Blue and White chairman says he hopes politics will ‘calm down a little bit’ after vote, as preliminary results show his party deadlocked with Netanyahu’s Likud

Blue and White party chairman Benny Gantz at the Blue and White headquarters on elections night in Tel Aviv, September 18, 2019. (Hadas Parush/Flash90)
Blue and White party chairman Benny Gantz at the Blue and White headquarters on elections night in Tel Aviv, September 18, 2019. (Hadas Parush/Flash90)

 

In his first public comments the day after elections, Blue and White chairman Benny Gantz on Wednesday morning said he hoped for a “good unity government.”

“We’re waiting for the official results. For a long time we were busy with the campaign,” Gantz said as he was mobbed by aggressive cameramen while being driven from his home in Rosh Ha’ayin.

“I wish for the people of Israel a good unity government, that the [political] system will calm down a little bit and we can start moving,” he said.

Unofficial results, counting some 90 percent of the votes, showed the centrist Blue and White faction deadlocked with Prime Minister Benjamin Netanyahu’s Likud, and with neither the right- nor the left-wing bloc having a clear path to forming a ruling coalition without Avigdor Liberman’s Yisrael Beytenu.

A unity government encompassing the two major parties continued to look like the most likely way out of the impasse, though Blue and White has insisted that Netanyahu must leave if such a coalition is to be formed.

Liberman on Wednesday reiterated his insistence on a unity government comprising his party, Blue and White, and Likud, but said he wouldn’t start coalition negotiations with any party unless it accepts his list of demands for secularist policy changes.

Israel Beytenu party chairman Avigdor Liberman and his wife cast their ballot at a voting station in the settlement of Nokdim, during the Knesset elections on September 17, 2019. (Hadas Parush/Flash90)
Israel Beytenu party chairman Avigdor Liberman and his wife cast their ballot at a voting station in the settlement of Nokdim, during the Knesset elections on September 17, 2019. (Hadas Parush/Flash90)

 

Liberman laid out his demands — a wishlist including an ultra-Orthodox military draft, public transportation and commerce on Shabbat, Haredi secular education and other measures — and said he did not plan on speaking to any other party leaders until they meet his preconditions.

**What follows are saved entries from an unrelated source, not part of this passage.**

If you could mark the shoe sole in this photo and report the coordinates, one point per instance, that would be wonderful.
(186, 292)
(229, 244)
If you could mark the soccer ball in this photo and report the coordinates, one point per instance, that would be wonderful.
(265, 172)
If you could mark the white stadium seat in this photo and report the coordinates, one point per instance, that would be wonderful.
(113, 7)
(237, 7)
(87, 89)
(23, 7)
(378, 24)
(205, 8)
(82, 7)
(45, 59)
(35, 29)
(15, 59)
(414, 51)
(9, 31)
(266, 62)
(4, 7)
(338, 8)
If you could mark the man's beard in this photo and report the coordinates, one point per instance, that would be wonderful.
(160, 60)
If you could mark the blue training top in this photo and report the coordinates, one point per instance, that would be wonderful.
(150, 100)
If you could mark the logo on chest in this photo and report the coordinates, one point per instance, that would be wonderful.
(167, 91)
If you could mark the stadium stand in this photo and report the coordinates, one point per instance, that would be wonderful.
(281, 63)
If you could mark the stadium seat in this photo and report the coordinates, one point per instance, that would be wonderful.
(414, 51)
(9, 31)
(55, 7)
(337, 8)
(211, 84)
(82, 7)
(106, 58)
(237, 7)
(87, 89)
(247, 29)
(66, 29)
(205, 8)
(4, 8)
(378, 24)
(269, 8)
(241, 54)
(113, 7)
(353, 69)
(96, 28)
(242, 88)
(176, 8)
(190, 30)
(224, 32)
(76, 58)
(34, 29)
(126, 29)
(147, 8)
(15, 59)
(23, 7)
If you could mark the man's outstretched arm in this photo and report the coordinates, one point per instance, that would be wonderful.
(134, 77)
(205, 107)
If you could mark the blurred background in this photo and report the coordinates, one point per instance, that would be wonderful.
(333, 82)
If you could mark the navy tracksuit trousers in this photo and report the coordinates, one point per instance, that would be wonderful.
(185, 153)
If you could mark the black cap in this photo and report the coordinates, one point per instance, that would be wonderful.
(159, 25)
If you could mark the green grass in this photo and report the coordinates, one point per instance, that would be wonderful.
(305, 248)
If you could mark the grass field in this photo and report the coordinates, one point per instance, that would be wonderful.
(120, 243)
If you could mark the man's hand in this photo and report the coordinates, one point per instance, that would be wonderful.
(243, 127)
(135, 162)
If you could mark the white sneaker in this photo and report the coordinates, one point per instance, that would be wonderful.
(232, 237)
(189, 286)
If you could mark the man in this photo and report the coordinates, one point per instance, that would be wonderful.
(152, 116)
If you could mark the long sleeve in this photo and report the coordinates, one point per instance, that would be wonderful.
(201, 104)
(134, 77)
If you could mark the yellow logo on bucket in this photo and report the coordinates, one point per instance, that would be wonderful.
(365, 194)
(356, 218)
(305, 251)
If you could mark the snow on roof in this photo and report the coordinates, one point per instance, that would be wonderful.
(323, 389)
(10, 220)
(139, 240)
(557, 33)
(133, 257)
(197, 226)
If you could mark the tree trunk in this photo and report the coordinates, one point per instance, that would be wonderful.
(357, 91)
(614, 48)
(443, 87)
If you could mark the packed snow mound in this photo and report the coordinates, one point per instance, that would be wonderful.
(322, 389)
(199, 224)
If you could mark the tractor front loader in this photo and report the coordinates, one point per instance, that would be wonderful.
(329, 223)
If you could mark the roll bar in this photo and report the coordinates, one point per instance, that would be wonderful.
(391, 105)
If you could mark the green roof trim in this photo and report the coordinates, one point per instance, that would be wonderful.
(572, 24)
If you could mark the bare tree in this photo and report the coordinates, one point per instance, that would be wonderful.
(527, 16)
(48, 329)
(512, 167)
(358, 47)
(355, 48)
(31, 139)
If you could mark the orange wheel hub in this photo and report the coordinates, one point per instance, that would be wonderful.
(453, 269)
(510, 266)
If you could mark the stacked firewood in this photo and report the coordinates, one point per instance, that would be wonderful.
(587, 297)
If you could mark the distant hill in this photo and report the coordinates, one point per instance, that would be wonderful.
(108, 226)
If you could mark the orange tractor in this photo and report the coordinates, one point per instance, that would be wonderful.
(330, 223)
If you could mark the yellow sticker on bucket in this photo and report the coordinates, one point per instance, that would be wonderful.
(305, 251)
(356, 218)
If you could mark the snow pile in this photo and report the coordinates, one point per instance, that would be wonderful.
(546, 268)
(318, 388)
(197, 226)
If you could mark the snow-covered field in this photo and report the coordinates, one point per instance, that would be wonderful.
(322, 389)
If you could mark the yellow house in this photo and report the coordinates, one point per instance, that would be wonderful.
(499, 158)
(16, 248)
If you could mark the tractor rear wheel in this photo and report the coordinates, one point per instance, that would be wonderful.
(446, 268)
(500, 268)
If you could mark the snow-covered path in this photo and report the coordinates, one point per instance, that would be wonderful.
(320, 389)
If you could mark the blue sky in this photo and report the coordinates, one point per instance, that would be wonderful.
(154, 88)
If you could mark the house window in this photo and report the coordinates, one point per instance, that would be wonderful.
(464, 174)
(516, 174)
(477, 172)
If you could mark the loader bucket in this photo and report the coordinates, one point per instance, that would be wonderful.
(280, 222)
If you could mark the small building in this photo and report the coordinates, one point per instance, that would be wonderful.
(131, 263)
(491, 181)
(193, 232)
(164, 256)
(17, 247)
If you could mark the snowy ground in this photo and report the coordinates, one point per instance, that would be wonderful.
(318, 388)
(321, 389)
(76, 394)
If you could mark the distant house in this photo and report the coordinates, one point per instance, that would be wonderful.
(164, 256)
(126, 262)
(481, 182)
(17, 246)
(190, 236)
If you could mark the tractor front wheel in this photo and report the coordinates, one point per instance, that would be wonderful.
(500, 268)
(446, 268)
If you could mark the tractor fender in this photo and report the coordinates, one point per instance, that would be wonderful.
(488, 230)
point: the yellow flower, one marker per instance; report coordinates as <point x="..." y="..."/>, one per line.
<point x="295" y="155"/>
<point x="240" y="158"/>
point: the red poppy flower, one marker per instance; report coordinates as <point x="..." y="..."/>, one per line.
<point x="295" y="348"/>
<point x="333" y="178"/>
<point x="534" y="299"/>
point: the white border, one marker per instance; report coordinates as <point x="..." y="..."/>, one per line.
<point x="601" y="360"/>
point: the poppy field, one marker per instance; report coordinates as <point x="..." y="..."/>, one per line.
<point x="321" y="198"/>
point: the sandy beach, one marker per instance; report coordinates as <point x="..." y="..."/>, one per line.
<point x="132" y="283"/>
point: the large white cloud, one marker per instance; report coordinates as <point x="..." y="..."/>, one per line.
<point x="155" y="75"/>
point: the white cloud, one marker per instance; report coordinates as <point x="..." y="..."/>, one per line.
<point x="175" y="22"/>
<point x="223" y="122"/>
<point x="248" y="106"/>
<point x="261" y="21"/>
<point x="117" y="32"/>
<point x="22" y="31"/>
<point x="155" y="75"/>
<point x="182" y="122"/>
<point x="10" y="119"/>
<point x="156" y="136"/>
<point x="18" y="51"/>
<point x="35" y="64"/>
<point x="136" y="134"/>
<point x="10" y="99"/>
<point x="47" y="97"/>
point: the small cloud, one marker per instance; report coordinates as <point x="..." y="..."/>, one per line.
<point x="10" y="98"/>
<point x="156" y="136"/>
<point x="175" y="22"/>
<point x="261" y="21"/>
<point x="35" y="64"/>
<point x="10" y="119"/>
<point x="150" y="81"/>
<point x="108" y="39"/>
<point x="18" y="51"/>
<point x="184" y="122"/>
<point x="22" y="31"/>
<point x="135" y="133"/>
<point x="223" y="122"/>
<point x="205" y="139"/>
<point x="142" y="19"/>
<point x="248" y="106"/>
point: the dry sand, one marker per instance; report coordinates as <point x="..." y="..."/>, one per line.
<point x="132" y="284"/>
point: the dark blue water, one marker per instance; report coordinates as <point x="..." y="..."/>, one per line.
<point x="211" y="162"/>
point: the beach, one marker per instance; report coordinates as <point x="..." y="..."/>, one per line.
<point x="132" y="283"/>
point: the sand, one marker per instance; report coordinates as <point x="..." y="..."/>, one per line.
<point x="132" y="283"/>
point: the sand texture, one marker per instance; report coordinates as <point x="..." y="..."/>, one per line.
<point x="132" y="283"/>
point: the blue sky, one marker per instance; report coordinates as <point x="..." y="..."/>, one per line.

He also expressed unhappiness with a speech Gantz made in the early hours of Wednesday morning, which Liberman said did not address his secular issues.

“I didn’t hear clear statements,” Liberman said.

He also called the idea of forming a government that includes Arab parties “absurd” and said he would not sit in the government with the Joint List, an alliance of mostly Arab parties.

Joint List leader Ayman Odeh said Wednesday “it is possible that we will recommend Blue and White head Benny Gantz [to form the next coalition] to President Reuven.”

“However, we have clear conditions and based on them we will decide. We want to replace Netanyahu,” he told Army Radio.

Head of the Joint List party MK Ayman Odeh reacts as the first results in the Knesset elections are announced, September 17, 2019. (Basel Awidat/FLASH90)
Head of the Joint List party MK Ayman Odeh reacts as the first results in the Knesset elections are announced, September 17, 2019. (Basel Awidat/FLASH90)

 

In his speech following the release of exit poll results, Gantz said, “Of course we will wait for the real results. But as it looks now, we fulfilled the mission. And more importantly, we did it our way.”

He said he had already spoken to Labor head Amir Peretz and the head of the left-wing Democratic Union, Nitzan Horowitz, in a bid to start future coalition negotiations.

“I will also speak to Liberman, I intend to speak to everyone,” he said. “Starting tonight, we will start work on building a broad national unity government.”

He did not mention Netanyahu and his Likud party.

The next several weeks are expected to heavily feature coalition wrangling, as parties attempt to jockey to form a government.

In the last elections in April, Blue and White managed to tie Likud, but Netanyahu, who has been prime minister for 10 years, was given first chance to form a government but failed when Liberman refused to join unless a bill formalizing exemptions to mandatory military service for yeshiva students was passed as is, a demand flatly rejected by the premier’s ultra-Orthodox coalition partners. The mandate never passed to Gantz, with Likud instead engineering new elections.

President Reuven Rivlin, who decides whom to task with forming a government, has promised to do what he can to avoid a third round of voting.

Voter turnout on Tuesday outpaced voting levels from the elections earlier this year, bucking predictions of a drop in participation in the repeat poll. Turnout as polls closed was at 69.4 percent, up from 68.5% in April.